By By Iustina Iznaola - Victoria County Master Gardener InternEdited by Charla Borchers Leon
March 13, 2014 at midnight
Updated March 12, 2014 at 10:13 p.m.

Location and light are among considerations for proper plant selection in any growing setting. The dianthus is an annual that does well in both sun and shade. Shown here in direct sunlight in a hanging basket with alyssum and blue pansies, the scarlet red dianthus will also bring color to a small, spring flower bed.

Components of a Basic Gardening Plan

•  Size and layout

•  Location

•  Soil preparation

•  Plant selection

•  Tools

•  Planting

•  Maintenance

Examples of Organic Matter

•  Fallen leaves

•  Pine bark mulch

•  Home compost

•  Composted manure

Partial Shade/Shade Annuals

•  Dianthus

•  Geranium

•  Impatiens

• Salvia

Full-sun annuals

•  Dianthus

•  Zinnia

•  Petunia

•  Marigold

•  Periwinkle

•  Portulaca

•  Salvia

• Note: Dianthus and Salvia work well in both shade and full sun depending on variety.

MASTER GARDENER SPRING PLANT SALE

•  8 a.m. to 2 p.m March 29

•  Watch for plants offered in the next two upcoming articles.

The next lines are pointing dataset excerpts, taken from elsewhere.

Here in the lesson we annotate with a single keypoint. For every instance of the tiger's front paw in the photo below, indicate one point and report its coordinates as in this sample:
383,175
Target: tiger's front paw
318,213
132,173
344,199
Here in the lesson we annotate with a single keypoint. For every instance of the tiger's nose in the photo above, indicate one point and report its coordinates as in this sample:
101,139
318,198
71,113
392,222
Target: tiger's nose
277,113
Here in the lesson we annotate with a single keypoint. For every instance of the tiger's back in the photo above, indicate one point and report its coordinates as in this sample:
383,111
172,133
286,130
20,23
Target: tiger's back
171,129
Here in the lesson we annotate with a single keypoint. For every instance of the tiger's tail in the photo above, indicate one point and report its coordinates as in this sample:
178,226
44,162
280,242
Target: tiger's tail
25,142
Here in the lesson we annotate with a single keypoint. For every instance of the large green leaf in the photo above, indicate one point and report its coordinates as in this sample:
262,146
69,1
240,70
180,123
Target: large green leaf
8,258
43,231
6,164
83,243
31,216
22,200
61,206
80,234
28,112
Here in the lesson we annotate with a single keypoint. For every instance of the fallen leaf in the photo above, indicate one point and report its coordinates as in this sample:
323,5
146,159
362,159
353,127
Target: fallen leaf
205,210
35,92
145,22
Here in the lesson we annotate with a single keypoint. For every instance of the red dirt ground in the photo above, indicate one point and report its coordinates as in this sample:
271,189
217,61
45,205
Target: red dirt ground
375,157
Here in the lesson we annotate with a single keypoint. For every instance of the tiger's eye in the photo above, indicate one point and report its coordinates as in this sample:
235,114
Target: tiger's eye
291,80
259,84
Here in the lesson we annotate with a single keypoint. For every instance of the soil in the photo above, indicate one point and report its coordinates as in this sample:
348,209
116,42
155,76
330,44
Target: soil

As winter is fading away, we get excited about creating a spring flower bed of annuals.

A few times, excitement might have changed into disappointment because new plantings did not do well despite of all the work done.

However, following a plan can help you to create a wonderful flower bed worth admiring every day.

Use as a focal point

A petite flower bed is less overwhelming to manage and can provide a very pleasant view.

A small area, such as 3 by 4 feet, can be a colorful focal point in front of a house or near a French glass door complementing patio greenery.

When choosing the location, consider the degree of shade or sunlight because it affects the type of annuals selected for planting.

Prepare soil

Before plant shopping, prepare the soil first because texture, drainage and fertility greatly affect plant performance. Experts advise to create a garden soil with a minimum depth of 12 inches consisting of 50 percent organic matter and 50 percent soil from the yard. Tilling about 6 inches of organic matter into the top 6 to 8 inches of yard soil creates an ideal environment for the plant roots to adequately grow and receive nutrients.

The organic matter should be added to the soil every time you replant - not just for annuals but any kind of plants.

Choose plants carefully

An annual flower bed is an excellent way to spice up a garden. Plantings can be rotated between warm and cool seasons. Warm-season annuals can be planted after the last frost.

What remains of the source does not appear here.